Rayssa Leal, a Fadinha do Skate, conquistou no mês passado, pela segunda vez, o título de campeã mundial de skate. Com a medalha de prata conquistada nas Olímpiadas de Toquio em 2021 e a de bronze em Paris, no ano passado, a atleta de 16 anos se consolidou com uma das melhores deste esporte.
Mas, recentemente, ela precisou entrar em uma disputa fora das pistas de skate. Em 2020, uma clínica de odontologia com sede em Imperatriz no Maranhão, cidade natal de Rayssa, obteve no Instituto Nacional de Propriedade Industrial (INPI) três registros da marca Fadinha do Skate.

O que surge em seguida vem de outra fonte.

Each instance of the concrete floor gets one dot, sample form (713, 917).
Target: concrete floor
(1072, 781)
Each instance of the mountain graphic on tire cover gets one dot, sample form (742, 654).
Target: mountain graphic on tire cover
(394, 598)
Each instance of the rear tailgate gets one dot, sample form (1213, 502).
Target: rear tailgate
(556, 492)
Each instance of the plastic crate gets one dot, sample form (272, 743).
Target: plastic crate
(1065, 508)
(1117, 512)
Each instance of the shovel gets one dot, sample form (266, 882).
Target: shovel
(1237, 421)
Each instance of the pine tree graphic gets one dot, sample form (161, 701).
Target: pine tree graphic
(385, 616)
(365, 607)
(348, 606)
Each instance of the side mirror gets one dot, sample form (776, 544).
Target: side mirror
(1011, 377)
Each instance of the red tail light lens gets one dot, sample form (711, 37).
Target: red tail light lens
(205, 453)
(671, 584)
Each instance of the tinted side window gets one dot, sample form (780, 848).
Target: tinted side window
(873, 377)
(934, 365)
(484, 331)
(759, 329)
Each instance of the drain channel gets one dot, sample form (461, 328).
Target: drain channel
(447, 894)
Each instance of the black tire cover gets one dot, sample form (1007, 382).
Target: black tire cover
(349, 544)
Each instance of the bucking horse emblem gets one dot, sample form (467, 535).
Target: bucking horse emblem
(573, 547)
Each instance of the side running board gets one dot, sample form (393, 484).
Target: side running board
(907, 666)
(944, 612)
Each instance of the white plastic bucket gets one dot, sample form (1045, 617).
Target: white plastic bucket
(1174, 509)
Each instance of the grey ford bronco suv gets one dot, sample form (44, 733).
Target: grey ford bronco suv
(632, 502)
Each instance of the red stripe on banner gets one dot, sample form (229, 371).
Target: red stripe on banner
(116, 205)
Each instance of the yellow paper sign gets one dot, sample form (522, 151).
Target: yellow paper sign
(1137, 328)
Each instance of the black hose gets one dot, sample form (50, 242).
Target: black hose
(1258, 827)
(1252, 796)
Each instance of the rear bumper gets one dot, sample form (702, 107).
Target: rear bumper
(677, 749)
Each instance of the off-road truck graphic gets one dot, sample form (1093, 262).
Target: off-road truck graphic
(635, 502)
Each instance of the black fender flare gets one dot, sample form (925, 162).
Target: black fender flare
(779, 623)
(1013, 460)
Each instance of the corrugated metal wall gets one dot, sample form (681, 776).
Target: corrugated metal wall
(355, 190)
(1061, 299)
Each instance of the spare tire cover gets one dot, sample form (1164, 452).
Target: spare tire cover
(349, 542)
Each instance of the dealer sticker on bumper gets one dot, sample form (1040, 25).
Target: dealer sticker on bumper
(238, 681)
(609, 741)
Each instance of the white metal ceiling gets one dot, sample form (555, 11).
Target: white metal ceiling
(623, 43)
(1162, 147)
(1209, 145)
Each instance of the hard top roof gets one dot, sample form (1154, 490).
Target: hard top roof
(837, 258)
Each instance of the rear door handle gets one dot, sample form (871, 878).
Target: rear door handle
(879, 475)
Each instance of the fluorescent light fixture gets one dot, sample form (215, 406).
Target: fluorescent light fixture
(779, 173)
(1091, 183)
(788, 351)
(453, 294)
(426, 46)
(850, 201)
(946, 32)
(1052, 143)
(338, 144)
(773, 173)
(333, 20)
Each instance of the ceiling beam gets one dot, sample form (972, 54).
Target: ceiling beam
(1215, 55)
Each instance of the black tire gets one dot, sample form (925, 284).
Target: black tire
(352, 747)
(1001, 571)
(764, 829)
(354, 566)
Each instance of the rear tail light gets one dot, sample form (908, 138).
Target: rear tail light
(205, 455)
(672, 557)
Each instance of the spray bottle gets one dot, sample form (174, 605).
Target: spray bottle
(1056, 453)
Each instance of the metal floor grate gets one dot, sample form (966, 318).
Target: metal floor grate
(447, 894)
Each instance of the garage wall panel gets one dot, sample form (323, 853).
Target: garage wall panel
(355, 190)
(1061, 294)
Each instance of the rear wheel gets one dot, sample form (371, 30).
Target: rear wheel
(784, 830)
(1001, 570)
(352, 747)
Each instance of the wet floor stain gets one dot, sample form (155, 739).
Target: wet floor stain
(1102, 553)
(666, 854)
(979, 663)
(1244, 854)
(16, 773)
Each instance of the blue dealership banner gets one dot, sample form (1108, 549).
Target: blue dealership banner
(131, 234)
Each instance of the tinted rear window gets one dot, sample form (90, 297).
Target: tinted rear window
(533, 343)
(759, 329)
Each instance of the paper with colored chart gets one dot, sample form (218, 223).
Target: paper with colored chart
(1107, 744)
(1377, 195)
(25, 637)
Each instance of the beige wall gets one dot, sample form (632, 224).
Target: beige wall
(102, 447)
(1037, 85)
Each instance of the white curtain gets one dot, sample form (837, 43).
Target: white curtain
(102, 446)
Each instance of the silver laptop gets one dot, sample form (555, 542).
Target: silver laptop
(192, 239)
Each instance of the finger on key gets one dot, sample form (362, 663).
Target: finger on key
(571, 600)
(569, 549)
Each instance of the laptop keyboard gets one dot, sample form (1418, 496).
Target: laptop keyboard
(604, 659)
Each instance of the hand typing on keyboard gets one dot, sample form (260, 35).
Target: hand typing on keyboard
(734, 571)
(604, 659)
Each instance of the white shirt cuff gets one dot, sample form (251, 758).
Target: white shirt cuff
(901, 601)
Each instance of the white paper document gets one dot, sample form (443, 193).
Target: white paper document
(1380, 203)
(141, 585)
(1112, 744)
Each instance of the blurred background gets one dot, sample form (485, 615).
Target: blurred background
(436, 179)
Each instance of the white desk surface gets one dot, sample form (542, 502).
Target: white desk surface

Eles foram realizados em três classes diferentes. A primeira, para identificar calçados e vestuário, e as outras duas, relativas a serviços de educação e de clínica médica e odontológica.
Em setembro de 2023, o INPI acolheu um pedido de Rayssa e anulou os registros das três marcas. O representante da skatista argumentou em sua manifestação no processo que a expressão “Fadinha do Skate” é o apelido notoriamente conhecida da atleta e que a clínica de odontologia não tinha o consentimento dela para registrá-lo como marca.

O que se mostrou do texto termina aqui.